New Zealand Parliament
- Long title An Act to consolidate and amend the law relating to the reorganisation of the districts and functions of local authorities, to make better provision for the administration of those functions which can most effectively be carried out on a regional basis, and to make provision for the establishment of united councils, regional councils, district councils, district community councils, and community councils, and to consolidate and amend the Municipal Corporations Act 1954, the Counties Act 1956, the Local Authorities (Petroleum Tax) Act 1970, and provisions of other Acts of the Parliament of New Zealand relating to the powers and functions of regional councils, united councils, and territorial local authorities ;
- Assented to: 8 November 1974
- Commenced: 1 December 1974
- Administered by: Department of Internal Affairs

Legislative history
- Introduced by: Henry May
- Passed: 1974

Amended by
- 1989

Related legislation
- Local Government Act 2002

= Local Government Act 1974 (New Zealand) =

Act of Parliament in New Zealand

The Local Government Act 1974 of New Zealand consolidated the law relating to local government in New Zealand.

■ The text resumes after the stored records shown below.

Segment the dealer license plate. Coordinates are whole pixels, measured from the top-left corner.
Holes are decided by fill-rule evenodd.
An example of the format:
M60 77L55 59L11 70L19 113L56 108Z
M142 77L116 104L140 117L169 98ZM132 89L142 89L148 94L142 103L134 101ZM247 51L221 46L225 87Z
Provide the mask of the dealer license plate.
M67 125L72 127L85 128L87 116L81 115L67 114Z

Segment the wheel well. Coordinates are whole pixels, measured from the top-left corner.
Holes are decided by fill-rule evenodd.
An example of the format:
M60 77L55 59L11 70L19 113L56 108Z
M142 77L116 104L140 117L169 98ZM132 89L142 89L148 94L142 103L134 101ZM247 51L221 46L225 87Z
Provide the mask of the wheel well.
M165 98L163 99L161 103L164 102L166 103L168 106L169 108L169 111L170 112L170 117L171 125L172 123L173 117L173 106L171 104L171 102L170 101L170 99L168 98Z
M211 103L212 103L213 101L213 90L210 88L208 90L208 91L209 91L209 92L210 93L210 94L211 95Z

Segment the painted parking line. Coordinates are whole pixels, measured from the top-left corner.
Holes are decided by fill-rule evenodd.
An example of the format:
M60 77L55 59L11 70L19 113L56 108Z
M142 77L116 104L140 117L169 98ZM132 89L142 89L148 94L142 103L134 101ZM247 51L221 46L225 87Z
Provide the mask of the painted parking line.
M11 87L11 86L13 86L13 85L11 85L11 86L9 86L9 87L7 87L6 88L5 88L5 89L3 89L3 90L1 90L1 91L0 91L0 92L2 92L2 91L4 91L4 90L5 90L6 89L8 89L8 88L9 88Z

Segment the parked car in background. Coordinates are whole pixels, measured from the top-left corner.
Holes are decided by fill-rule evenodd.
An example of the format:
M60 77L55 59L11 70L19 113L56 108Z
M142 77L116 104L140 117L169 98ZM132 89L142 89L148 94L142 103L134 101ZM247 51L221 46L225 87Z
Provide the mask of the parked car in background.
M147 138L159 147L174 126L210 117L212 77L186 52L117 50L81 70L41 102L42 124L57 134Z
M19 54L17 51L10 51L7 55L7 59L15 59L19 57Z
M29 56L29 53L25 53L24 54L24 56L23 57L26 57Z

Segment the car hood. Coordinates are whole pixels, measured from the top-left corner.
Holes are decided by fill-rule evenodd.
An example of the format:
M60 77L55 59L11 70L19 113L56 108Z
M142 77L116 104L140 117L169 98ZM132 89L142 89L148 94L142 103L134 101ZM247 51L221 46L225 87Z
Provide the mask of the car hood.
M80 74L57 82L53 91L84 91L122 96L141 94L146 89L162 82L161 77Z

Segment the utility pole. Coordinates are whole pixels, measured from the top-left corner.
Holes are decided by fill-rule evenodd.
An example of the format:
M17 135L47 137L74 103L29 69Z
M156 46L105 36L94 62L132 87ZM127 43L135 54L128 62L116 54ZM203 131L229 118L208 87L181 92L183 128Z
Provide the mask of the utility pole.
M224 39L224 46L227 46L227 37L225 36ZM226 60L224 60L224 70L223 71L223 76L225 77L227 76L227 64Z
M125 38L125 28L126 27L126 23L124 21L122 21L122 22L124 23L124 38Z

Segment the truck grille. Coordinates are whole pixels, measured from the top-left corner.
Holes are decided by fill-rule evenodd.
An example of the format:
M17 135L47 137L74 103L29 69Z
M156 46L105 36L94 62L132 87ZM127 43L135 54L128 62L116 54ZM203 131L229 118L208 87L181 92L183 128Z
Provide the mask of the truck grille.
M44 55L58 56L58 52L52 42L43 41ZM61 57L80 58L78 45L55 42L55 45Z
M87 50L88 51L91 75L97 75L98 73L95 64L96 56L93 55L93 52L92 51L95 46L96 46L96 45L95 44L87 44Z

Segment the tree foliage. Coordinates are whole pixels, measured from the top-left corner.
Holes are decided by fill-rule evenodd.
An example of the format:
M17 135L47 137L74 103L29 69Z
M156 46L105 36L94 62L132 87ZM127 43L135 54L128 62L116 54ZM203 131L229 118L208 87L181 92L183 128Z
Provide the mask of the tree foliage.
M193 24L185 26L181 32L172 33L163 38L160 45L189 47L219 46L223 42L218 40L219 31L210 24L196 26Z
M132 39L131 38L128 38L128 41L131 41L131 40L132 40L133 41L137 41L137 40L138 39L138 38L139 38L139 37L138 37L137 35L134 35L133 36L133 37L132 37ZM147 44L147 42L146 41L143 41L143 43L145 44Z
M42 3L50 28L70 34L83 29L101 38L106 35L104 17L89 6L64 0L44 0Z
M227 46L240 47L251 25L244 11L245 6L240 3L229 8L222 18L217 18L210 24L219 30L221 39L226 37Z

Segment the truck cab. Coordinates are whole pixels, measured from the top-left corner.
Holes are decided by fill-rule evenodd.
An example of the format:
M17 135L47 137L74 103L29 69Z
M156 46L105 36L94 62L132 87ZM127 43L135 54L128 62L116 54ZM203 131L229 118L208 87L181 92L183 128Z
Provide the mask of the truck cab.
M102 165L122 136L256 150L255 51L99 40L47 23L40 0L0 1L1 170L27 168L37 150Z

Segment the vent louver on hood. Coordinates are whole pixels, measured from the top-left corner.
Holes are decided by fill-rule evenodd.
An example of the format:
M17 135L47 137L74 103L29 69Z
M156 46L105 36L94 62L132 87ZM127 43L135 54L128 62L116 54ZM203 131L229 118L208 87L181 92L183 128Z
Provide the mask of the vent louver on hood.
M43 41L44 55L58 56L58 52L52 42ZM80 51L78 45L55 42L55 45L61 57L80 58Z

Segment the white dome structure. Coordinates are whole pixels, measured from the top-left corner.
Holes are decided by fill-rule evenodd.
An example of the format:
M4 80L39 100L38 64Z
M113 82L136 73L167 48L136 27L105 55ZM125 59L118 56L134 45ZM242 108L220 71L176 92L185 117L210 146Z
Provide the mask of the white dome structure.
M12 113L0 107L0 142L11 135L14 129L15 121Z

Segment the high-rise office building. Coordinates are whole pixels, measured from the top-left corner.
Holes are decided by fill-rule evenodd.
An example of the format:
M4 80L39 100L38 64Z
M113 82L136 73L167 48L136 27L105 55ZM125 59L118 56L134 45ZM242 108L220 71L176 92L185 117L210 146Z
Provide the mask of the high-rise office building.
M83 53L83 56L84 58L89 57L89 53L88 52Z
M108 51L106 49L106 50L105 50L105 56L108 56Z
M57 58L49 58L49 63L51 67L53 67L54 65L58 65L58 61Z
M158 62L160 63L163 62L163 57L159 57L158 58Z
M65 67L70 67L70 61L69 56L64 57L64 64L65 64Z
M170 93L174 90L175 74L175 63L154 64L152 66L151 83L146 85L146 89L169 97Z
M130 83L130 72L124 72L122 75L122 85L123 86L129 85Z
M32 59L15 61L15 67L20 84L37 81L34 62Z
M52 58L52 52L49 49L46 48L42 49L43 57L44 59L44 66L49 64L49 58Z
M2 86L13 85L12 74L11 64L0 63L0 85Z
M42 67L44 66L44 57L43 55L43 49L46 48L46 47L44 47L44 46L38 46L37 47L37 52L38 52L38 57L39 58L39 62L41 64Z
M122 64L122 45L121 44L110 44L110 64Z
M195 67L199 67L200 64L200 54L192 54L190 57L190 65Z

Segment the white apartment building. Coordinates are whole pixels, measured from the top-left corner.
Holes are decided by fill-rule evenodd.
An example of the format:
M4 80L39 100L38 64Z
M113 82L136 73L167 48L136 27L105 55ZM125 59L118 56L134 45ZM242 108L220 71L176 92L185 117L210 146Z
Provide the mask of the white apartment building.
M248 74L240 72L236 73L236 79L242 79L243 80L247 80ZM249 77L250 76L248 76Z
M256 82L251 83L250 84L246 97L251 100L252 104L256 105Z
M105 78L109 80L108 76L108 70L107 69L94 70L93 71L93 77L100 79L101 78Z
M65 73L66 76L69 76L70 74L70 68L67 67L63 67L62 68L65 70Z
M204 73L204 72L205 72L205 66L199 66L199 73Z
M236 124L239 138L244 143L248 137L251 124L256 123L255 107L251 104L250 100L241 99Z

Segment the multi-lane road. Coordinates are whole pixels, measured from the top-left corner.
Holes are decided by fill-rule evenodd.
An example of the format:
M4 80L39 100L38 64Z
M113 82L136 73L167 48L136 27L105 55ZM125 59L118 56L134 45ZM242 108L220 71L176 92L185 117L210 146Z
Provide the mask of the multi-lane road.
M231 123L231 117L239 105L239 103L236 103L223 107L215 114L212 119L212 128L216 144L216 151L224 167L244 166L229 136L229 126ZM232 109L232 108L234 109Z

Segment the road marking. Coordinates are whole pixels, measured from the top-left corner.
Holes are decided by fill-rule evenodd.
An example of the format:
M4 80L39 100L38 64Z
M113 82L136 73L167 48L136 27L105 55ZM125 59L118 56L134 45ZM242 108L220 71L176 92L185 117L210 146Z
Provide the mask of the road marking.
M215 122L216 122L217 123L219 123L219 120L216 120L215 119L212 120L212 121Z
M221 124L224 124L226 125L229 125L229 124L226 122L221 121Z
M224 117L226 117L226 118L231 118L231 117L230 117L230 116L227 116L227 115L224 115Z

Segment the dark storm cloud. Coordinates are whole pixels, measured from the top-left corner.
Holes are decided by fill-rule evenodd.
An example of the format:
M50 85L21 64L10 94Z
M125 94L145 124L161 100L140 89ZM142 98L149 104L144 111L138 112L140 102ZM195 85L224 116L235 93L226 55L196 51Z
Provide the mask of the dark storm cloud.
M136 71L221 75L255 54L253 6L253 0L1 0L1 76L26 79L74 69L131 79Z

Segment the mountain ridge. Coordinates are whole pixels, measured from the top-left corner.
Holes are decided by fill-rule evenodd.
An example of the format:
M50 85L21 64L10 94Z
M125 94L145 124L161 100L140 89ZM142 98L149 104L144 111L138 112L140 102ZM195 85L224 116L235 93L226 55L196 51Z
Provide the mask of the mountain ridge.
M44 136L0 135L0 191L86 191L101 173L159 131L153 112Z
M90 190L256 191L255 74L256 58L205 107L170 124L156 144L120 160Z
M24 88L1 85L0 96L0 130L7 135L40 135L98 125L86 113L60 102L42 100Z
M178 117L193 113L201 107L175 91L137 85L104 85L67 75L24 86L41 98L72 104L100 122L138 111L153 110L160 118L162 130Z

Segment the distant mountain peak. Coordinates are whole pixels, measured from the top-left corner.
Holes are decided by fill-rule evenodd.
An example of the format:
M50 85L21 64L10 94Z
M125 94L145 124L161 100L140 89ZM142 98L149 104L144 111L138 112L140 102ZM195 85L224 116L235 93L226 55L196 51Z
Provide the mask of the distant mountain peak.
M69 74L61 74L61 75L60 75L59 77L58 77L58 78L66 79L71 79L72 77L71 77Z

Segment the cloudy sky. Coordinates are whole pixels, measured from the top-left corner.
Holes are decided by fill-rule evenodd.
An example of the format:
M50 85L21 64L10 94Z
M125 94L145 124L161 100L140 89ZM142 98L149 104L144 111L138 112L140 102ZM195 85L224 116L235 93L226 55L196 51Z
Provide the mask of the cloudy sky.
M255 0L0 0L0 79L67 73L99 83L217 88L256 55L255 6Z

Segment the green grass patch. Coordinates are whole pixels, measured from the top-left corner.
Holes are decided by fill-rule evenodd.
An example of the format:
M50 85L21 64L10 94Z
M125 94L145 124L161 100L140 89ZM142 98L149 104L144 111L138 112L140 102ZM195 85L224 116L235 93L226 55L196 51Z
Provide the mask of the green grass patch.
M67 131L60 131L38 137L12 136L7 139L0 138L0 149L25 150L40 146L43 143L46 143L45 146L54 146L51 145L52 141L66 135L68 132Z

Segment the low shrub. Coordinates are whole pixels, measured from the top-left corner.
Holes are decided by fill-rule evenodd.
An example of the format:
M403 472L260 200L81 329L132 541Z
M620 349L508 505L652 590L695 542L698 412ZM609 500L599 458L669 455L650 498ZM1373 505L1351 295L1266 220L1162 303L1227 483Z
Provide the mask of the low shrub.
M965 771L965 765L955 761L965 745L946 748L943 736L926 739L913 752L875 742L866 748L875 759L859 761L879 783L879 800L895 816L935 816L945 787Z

The Act made provision for the establishment of:

- unitary authorities
- regional councils (which were not established until the 1989 local government reforms)
- district councils
- district community councils
- community councils
- local authority trading enterprises

The Act consolidated and amended the Municipal Corporations Act 1954, the Counties Act 1956, the Local Authorities (Petroleum Tax) Act 1970, and provisions of other Acts of the Parliament of New Zealand relating to the powers and functions of regional councils, united councils, and territorial local authorities.

The legislation is the legal basis for the governances of the cities, districts and regions of New Zealand.

Although most of the Act was repealed when the Local Government Act 2002 was enacted, some sections, providing for the management of roads, transport, navigation, drainage, rivers and waste management, still apply.